One‐Step Synthesis of Highly Ordered Mesoporous Silica Monoliths with Metal Oxide Nanocrystals in their Channels

A simple, one‐step synthetic route to prepare ordered mesoporous silica monoliths with controllable quantities of metal oxide nanocrystals in their channels is presented. The method is based on the assisted assembly effect for mesostructure‐directing of the metal complexes formed by the interaction of metal ions with the –O– groups of copolymers. Highly ordered hexagonal silica monoliths, loaded with various metal oxide nanocrystals, including those of Cr 2 O 3 , MnO, Fe 2 O 3 , Co 3 O 4 , NiO, CuO, ZnO, CdO, SnO 2 , and In 2 O 3 , can be obtained by this one‐step pathway.
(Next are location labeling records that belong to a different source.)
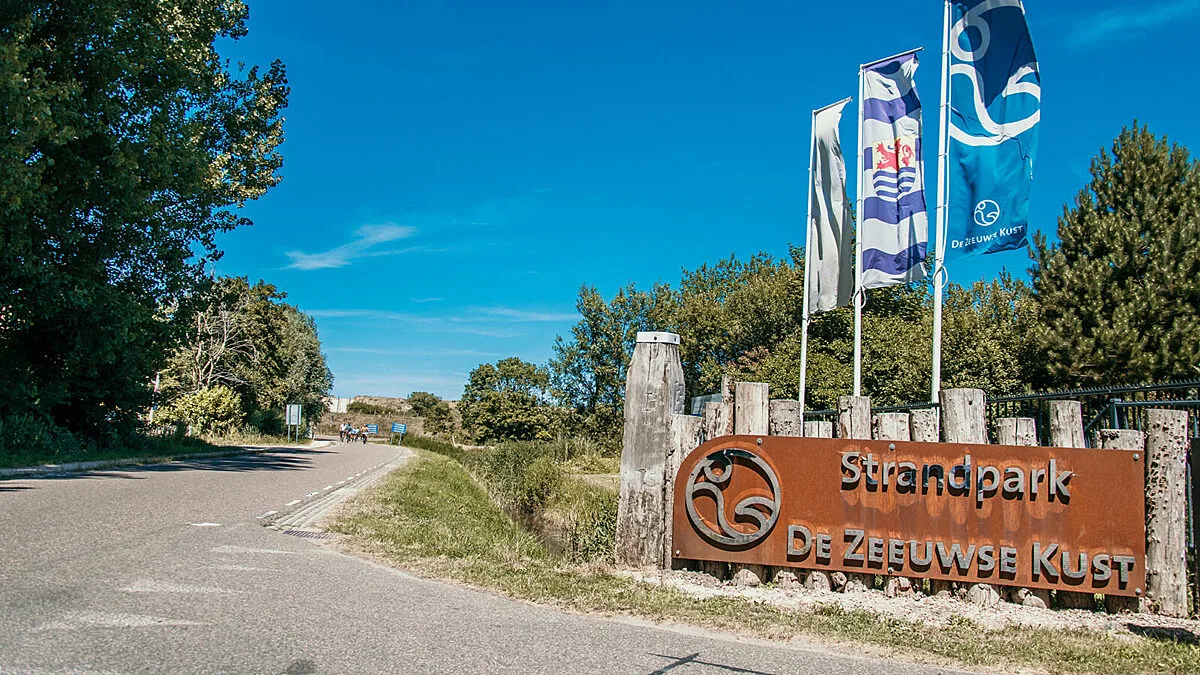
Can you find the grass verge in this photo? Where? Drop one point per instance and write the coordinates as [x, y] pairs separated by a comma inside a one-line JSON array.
[[432, 518], [143, 448]]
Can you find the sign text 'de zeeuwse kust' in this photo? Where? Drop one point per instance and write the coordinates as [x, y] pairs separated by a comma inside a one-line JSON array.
[[1050, 518]]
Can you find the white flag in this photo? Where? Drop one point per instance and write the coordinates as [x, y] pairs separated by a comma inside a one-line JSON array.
[[829, 237]]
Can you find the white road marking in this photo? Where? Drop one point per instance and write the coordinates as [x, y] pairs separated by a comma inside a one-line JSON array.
[[154, 586], [228, 549], [73, 620]]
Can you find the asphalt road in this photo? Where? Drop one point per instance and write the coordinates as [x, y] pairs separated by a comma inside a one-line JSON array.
[[168, 569]]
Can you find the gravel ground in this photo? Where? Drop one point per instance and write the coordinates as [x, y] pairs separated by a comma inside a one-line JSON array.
[[925, 609]]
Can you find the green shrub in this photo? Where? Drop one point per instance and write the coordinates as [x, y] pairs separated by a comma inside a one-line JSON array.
[[214, 411], [370, 408], [538, 483], [593, 527]]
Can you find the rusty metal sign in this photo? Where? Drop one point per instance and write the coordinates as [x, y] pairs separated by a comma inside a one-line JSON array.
[[1039, 518]]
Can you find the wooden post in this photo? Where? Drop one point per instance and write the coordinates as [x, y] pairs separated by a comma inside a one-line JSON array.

In the NiO/SiO 2 nanocomposite, nickel oxide nanorods with face‐centered cubic lattices are formed at low doping ratios, and they can be transformed into nanowires by increasing the quantities of the precursors. In the Fe 2 O 3 /SiO 2 nanocomposites, a one‐dimensional assembly of iron oxide nanoparticles is observed. In the In 2 O 3 /SiO 2 nanocomposites, single crystal nanowires with high aspect ratios are obtained. For the other metal oxide nanocomposites, including Cr 2 O 3 , MnO, Co 3 O 4 , CuO, ZnO, CdO, and SnO, only crystalline nanorods are obtained. N 2 sorption results of the metal oxide/SiO 2 mesostructured nanocomposites reveal that nanocrystals inside the pores do not severely decrease the pore volume or the Brunauer–Emmett–Teller (BET) surface area of the mesoporous silica host. The bandgaps of SnO 2 and In 2 O 3 nanocrystals, calculated from UV‐vis spectra, are much larger than the corresponding bulk materials, implying the quantum confinement effect in the small particles. Co 3 O 4 /SiO 2 mesostructured nanocomposites catalyze the complete combustion of CH 4 . These studies provide a new and simple method for templating synthesis of metal oxide nanostructures.